The Plate Rack is a series of 8-inch plates that you shoot in order. You shoot one, it falls over and you move on to the next. It’s designed to challenge speed more so than accuracy.
The Hostage Target is a traditional torso target that has a 4-inch swinger plate behind the head of the torso. Basically it simulates a bad guy using a hostage as a shield. This design tests a shooter’s reaction and accuracy, and it’s just plain fun as the target swings back and forth.
But, like I said, there are any number of variations and combinations for steel targets. Figuring out what you like shouldn’t be hard, but if you’re really serious…

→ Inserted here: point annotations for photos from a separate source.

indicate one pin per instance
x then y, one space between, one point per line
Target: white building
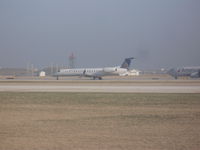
42 74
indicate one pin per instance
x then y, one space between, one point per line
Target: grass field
60 121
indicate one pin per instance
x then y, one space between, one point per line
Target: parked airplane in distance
96 73
193 72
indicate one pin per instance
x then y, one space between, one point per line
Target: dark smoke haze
159 33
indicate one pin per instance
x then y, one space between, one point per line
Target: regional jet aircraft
96 73
193 72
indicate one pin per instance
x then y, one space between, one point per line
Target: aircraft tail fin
126 63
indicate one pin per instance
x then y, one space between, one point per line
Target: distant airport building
42 74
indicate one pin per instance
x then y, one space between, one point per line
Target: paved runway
123 87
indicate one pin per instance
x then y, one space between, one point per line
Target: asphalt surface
104 86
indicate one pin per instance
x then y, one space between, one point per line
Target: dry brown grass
50 121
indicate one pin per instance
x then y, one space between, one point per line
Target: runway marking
102 88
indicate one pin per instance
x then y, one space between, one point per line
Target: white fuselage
92 72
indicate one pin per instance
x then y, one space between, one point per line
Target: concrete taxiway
103 86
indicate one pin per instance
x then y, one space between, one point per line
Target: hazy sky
159 33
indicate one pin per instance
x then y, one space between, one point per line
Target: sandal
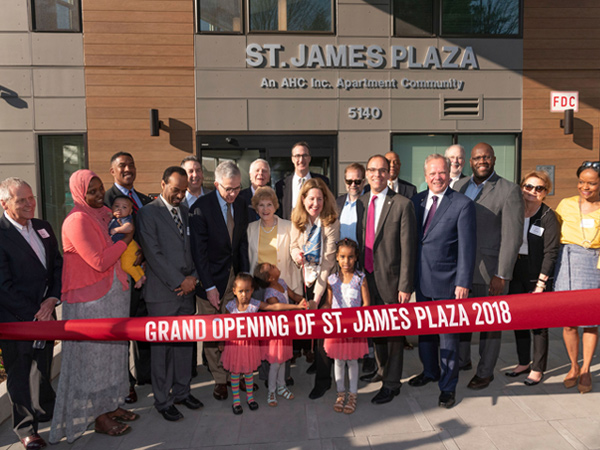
350 405
272 399
111 429
123 415
338 406
284 392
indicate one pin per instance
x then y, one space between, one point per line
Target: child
277 351
122 223
244 356
346 289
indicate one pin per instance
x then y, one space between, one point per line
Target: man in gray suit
499 211
387 237
169 290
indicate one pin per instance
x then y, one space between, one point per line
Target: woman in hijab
93 380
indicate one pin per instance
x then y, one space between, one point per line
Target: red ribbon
508 312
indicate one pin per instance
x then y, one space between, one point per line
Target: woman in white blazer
269 239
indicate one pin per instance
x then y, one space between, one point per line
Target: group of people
235 251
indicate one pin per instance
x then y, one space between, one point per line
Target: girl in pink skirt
346 289
276 351
244 356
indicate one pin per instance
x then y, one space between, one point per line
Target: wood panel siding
560 53
139 55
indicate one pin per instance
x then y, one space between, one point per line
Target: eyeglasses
531 187
594 165
351 182
231 190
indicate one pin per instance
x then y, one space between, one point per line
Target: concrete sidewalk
507 415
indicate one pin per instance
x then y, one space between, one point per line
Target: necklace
265 230
585 243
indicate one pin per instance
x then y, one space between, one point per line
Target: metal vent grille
461 107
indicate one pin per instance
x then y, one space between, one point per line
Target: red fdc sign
562 100
507 312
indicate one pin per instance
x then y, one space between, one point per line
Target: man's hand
213 297
403 297
139 258
187 286
497 286
460 293
46 309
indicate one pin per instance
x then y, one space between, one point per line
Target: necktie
430 214
370 236
230 222
177 221
136 208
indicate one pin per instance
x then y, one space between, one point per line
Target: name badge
538 231
588 223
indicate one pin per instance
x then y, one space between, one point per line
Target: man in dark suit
287 189
30 287
218 227
169 289
123 171
456 155
499 210
395 183
445 263
260 174
387 238
191 164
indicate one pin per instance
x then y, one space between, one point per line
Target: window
56 15
60 156
481 18
413 149
220 16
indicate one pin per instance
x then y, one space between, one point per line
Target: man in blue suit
446 224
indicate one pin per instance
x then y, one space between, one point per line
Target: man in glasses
287 189
499 212
218 224
395 183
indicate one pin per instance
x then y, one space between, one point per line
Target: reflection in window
56 15
291 15
480 17
220 16
60 156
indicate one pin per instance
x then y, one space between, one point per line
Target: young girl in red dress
244 356
346 289
276 351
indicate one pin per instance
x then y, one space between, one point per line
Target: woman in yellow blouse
577 266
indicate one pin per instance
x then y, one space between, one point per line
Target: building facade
242 79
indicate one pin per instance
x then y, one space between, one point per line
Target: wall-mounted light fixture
567 122
155 124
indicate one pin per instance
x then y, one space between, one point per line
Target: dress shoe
477 383
529 382
420 380
220 392
371 378
385 395
190 402
467 366
132 396
369 365
33 442
171 414
447 399
318 392
514 374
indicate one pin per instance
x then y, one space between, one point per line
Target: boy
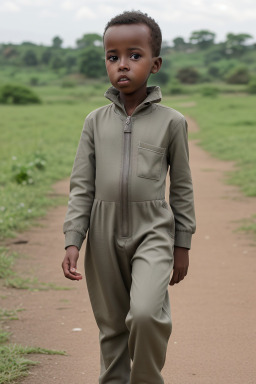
135 238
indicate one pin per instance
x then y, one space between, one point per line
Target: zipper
125 178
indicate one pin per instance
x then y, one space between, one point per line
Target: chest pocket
150 160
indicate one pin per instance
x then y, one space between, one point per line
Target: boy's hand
70 262
181 262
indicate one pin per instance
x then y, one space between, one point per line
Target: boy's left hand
181 263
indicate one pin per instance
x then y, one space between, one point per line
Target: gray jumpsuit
117 191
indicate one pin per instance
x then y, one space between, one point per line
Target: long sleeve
82 190
181 189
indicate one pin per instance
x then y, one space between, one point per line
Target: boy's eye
112 58
135 56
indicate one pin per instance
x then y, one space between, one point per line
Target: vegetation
210 60
14 363
17 94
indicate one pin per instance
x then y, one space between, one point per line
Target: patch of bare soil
213 309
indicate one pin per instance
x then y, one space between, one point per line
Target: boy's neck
132 101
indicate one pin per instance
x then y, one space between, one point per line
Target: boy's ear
157 63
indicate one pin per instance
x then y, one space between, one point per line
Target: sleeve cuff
73 238
183 239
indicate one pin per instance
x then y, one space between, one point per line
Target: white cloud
9 6
85 13
47 14
68 5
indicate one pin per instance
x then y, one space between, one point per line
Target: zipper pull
127 127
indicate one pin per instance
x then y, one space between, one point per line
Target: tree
30 58
203 38
46 56
9 52
89 40
92 62
235 44
188 75
57 42
179 43
57 63
238 75
70 62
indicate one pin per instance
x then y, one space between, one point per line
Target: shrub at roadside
17 94
238 75
252 87
188 75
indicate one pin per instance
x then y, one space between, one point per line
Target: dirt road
214 311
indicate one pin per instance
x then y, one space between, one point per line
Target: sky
38 21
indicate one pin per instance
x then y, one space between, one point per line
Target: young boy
135 238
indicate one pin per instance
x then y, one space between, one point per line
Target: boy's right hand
69 264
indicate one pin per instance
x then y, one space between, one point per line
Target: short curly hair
138 17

Finest steel, hottest fire
My experience comes from prior work experience with Action Target, which is what I know and am most familiar with. The company has a free guide to shooting steel and goes into more detail about the science of it, much more than necessary for a down and dirty guide like this.
With any new shooting activity, it’s best to know the rules and practices before getting into it.
Understand what the target was designed for: To simplify this, steel targets can be broken down into three categories: rimfire, handgun and rifle. The targets are rated based on the hardness of the steel, so the faster the bullet, the harder the steel needs to be. While rifle-rated steel can withstand handgun and rimfire shooting, it doesn’t work the other way around. I have literally seen rifle rounds pierce handgun-rated steel like paper.
Use appropriate ammunition, like FMJ, ball ammo (if allowed where you are shooting) or frangible. Don’t use steel core, green tip, or any other armor piecing or penetrator rounds.
Finally understand the appropriate distances to shoot. Most manufacturers recommend 7 to 10 yards as the minimum distances to shoot on steel for both rimfire and handgun calibers. Rifle distances usually start at 100 yards, but some calibers require up to 300 yards for minimum safe distances. And FYI, .50 BMG will destroy steel targets.
Do not shoot on damaged steel: Damaged steel can create unpredictable splatter patterns and that can be very harmful. If you’re unfamiliar with splatter, it’s when the bullet impacts something hard and shatters into tiny pieces.
Steel targets are designed to break the bullet apart and channel the splatter, but if the target is damaged it could affect how the bullet breaks apart and direct the splatter in a harmful direction.
Trust me: you do not want to get hit by a super hot, super fast piece of lead in any way shape or form.
Use steel targets made by a manufacturer: A good steel target will last years if used properly, so it’s worth investing in. Buy from a legitimate manufacturer like Action Target or MGM (Those are the brands I’m most familiar with and have personally used).
I would advise against making steel targets at home just to save a few bucks. If a steel target is not designed correctly, it could really hurt someone or worse. While I have seen some quality homemade steel targets, those are the exception, not the rule. It just isn’t worth the risk.
Shooting on steel changed shooting for me, period. Honestly, I think some of my best days out shooting have involved steel targets, so get out and try it.